Energy--Level Statistics of Model Quantum Systems: Universality and Scaling in a Lattice--Point Problem

TL;DR

This paper studies the statistical behavior of lattice points in random annular regions, revealing different fluctuation regimes and their dependence on the size of the region relative to the scaling parameter.

Contribution

It introduces a detailed analysis of lattice point fluctuations in random annuli, identifying saturation and scaling regimes with explicit variance behavior.

Findings

Variance depends on the growth rate of S with T.

In the saturation regime, fluctuations are independent.

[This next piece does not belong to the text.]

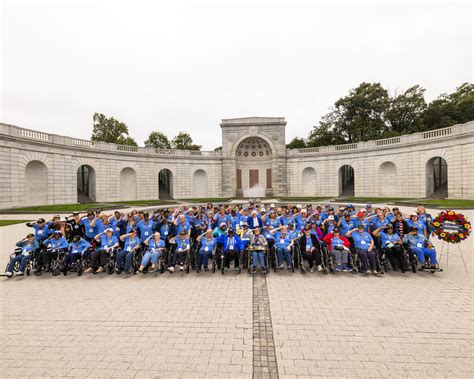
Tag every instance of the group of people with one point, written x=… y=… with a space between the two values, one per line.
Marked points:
x=245 y=234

In the scaling regime, the distribution approaches a Gaussian as z approaches zero.

Abstract

We investigate the statistics of the number $N(R,S)$ of lattice points, $n\in \Z^2$, in a ``random'' annular domain $\Pi(R,w)=\,(R+w)A\,\setminus RA$, where $R,w >0$. Here $A$ is a fixed convex set with smooth boundary and $w$ is chosen so that the area of $\Pi (R,w)$ is $S$. The randomness comes from $R$ being taken as random ( with a smooth denisity ) in some interval $[c_1T,c_2T]$, $c_2>c_1>0$. We find that in the limit $T\to\infty $ the variance and distribution of $\De N=N(R;S)-S$ depends strongly on how $S$ grows with $T$. There is a saturation regime $S/T\to\infty$, as $T\to\infty$ in which the fluctuations in $\Delta N$ coming from the two boundaries of $\Pi $, are independent. Then there is a scaling regime, $S/T\to z$, $0<z<\infty $ in which the distribution depends on $z$ in an almost periodic way going to a Gaussian as $z\to\ 0$. The variance in this limit approaches $z$ for ``generic'' $A$ but can be larger for ``degenerate'' cases. The former behavior is what one would expect from the Poisson limit of a distribution for annuli of finite area.